Pourquoi est-ce important ? Parce que le raisonnement de Descartes nous a permis de comprendre le monde selon certains termes (in certain terms). Cela a marqué un déplacement fondamental, de la compréhension basée sur le sentiment (feeling) en direction de la connaissance fondée sur la perspicacité rationnelle (rational insight), sur les faits (on fact).

 

Voici un fait : les gens ont toujours traversé les frontières, entre les pays, et Descartes en faisait partie. Il a vécu la majeure partie de sa vie adulte dans la République hollandaise.

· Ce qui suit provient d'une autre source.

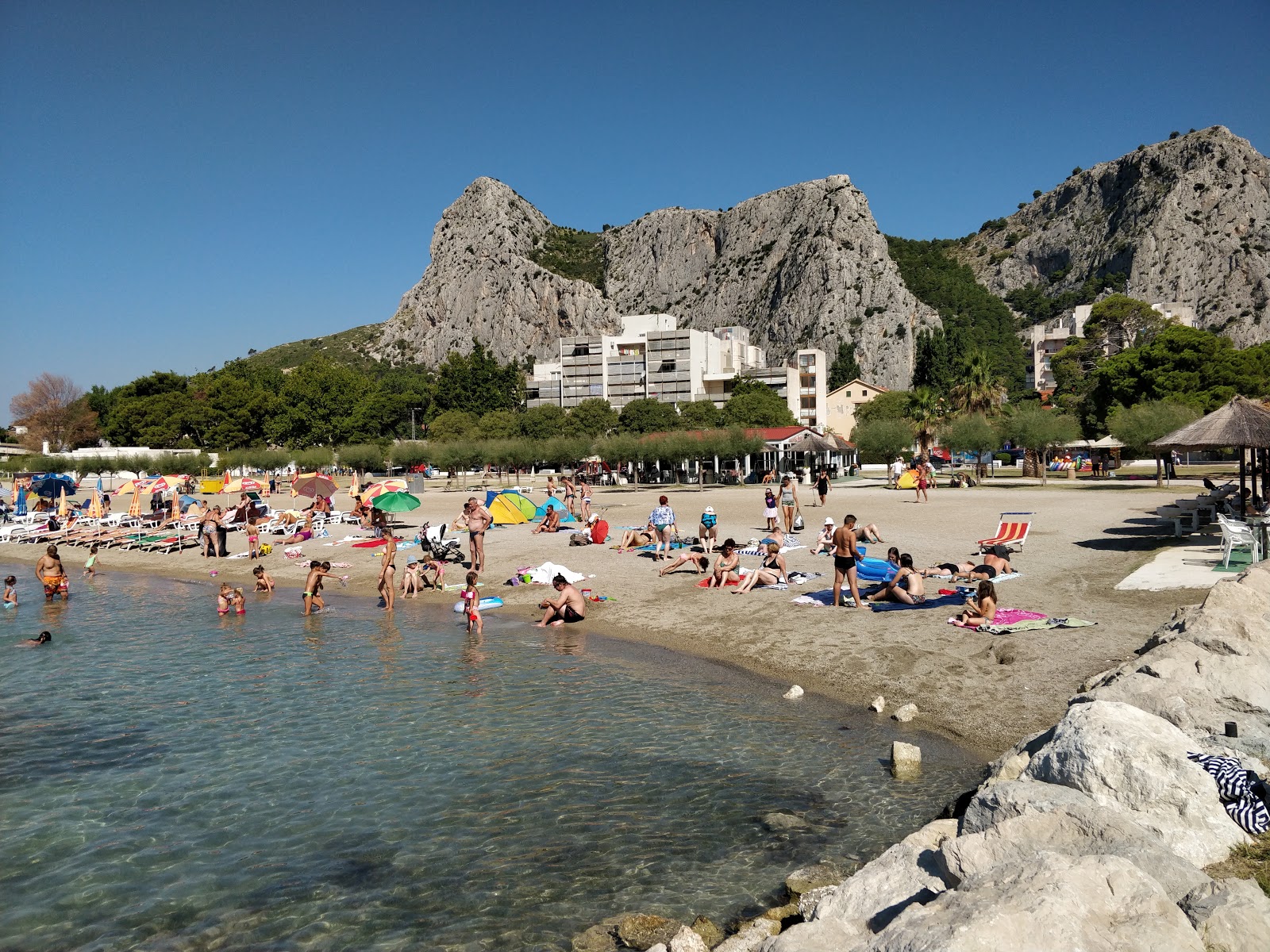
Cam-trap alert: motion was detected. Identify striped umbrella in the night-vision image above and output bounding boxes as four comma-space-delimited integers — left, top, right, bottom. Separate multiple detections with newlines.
362, 478, 405, 500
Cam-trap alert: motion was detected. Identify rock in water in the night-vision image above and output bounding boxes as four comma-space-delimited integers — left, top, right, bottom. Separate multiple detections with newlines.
618, 912, 683, 950
891, 740, 922, 779
891, 704, 917, 724
372, 175, 940, 389
956, 125, 1270, 347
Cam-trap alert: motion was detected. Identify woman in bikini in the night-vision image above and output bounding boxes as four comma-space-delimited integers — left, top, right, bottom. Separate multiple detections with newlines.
956, 579, 997, 628
376, 532, 396, 612
732, 542, 789, 595
707, 538, 741, 589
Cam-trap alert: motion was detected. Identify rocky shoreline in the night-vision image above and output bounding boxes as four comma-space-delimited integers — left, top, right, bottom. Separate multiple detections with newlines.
573, 566, 1270, 952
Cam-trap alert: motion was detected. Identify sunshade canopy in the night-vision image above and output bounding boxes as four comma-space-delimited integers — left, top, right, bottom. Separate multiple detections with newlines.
1151, 396, 1270, 449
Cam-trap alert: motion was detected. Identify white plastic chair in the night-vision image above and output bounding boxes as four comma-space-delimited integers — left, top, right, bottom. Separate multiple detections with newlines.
1217, 512, 1261, 569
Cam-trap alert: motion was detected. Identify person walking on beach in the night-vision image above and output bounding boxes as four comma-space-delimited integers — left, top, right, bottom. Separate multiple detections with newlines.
648, 497, 675, 561
833, 516, 861, 608
535, 575, 587, 628
455, 497, 494, 573
781, 476, 798, 536
376, 532, 396, 612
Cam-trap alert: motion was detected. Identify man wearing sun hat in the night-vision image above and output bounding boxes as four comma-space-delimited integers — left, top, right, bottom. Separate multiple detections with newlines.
697, 505, 719, 552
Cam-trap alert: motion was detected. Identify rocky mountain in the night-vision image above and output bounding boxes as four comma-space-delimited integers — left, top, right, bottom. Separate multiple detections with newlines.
379, 175, 938, 387
957, 125, 1270, 347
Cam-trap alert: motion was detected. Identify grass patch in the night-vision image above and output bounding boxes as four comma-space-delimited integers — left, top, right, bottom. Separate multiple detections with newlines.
529, 225, 605, 290
1204, 833, 1270, 896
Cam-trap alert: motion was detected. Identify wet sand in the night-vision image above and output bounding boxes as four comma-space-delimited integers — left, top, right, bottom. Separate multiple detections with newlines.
0, 478, 1203, 757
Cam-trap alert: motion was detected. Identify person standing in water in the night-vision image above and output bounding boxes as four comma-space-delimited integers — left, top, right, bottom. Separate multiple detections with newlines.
376, 532, 396, 612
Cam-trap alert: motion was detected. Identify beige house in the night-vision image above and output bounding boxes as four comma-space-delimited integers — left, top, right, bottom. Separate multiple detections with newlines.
824, 377, 887, 440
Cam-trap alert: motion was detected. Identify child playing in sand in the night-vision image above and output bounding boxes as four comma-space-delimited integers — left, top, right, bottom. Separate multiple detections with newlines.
252, 565, 273, 594
464, 571, 484, 635
764, 495, 776, 532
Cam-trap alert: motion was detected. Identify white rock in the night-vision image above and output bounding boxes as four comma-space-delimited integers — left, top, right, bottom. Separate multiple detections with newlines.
891, 740, 922, 777
1179, 880, 1270, 952
940, 800, 1211, 903
853, 852, 1204, 952
669, 925, 710, 952
1024, 701, 1247, 866
891, 704, 917, 724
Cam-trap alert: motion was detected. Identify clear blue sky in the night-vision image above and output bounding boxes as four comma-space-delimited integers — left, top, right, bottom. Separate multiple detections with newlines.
0, 0, 1270, 420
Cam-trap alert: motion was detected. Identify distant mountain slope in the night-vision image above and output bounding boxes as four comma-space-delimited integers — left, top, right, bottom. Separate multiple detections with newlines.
376, 175, 938, 387
955, 125, 1270, 345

Il était un migrant, et la Hollande lui a fourni refuge, dans un continent ravagé par la guerre et l'intolérance religieuse.

 

Il écrivit sur Amsterdam en 1631 ce qui suit : «... j'y pourrais demeurer toute ma vie sans être jamais vu de personne. Je me vais promener tous les jours parmi la confusion d'un grand peuple, avec autant de liberté et de repos que vous sauriez faire dans vos allées, et je n'y considère pas autrement les hommes que j'y vois, que je ferais les arbres qui se rencontrent en vos forêts, ou les animaux qui y paissent. Le bruit même de leur tracas n'interrompt pas plus mes rêveries, que ferait celui de quelque ruisseau. Que si je fais quelquefois réflexion sur leurs actions, j'en reçois le même plaisir, que vous feriez de voir les paysans qui cultivent vos campagnes ; car je vois que tout leur travail sert à embellir le lieu de ma demeure, et à faire que je n'y aie manque d'aucune chose. Que s'il y a du plaisir à voir croître les fruits en vos vergers, et a y être dans l'abondance jusques aux yeux, pensez-vous qu'il n'y en ait pas bien autant, à voir venir ici des vaisseaux, qui nous apportent abondamment tout ce que produisent les Indes, et tout ce qu'il y a de rare en l'Europe. Quel autre lieu pourrait-on choisir au reste du monde, où toutes les commodités de la vie, et toutes les curiosités qui peuvent être souhaitées, soient si faciles à trouver qu'en celui-ci ? Quel autre pays où l'on puisse jouir d'une liberté si entière, où l'on puisse dormir avec moins d'inquiétude, où il y ait toujours des armées sur pied exprès pour nous garder, où les empoisonnements, les trahisons, les calomnies soient moins connus, et où il soit demeuré plus de reste de l'innocence de nos aïeux ? » (Descartes, lettre à Guez de Balzac, 5 mai 1631).

 

La République néerlandaise a permis à Descartes de penser et de travailler : elle nous a donné l'un des plus grands penseurs du monde. Toutes les œuvres majeures de Descartes y furent produites et il publia enfin son Discours sur la méthode en 1637.

 

Descartes nous a donné un moyen de déterminer la vérité; un moyen de résister aux menteurs et aux négationnistes, aux colporteurs et aux imbéciles. Michael Gove et Cie sont peut-être victorieux, mais ils devraient avoir honte.

 

Il ne suffit pas de mépriser leur anti-intellectualisme. Que vous soyez pour le 'Partir' ou pour le 'Rester', c'est notre responsabilité à tous de chérir la vérité. Et de la défendre. »

 

Note :

1NDT : en anglais, une carte qui l'emporte sur les autres, un "atout', se dit a trump card.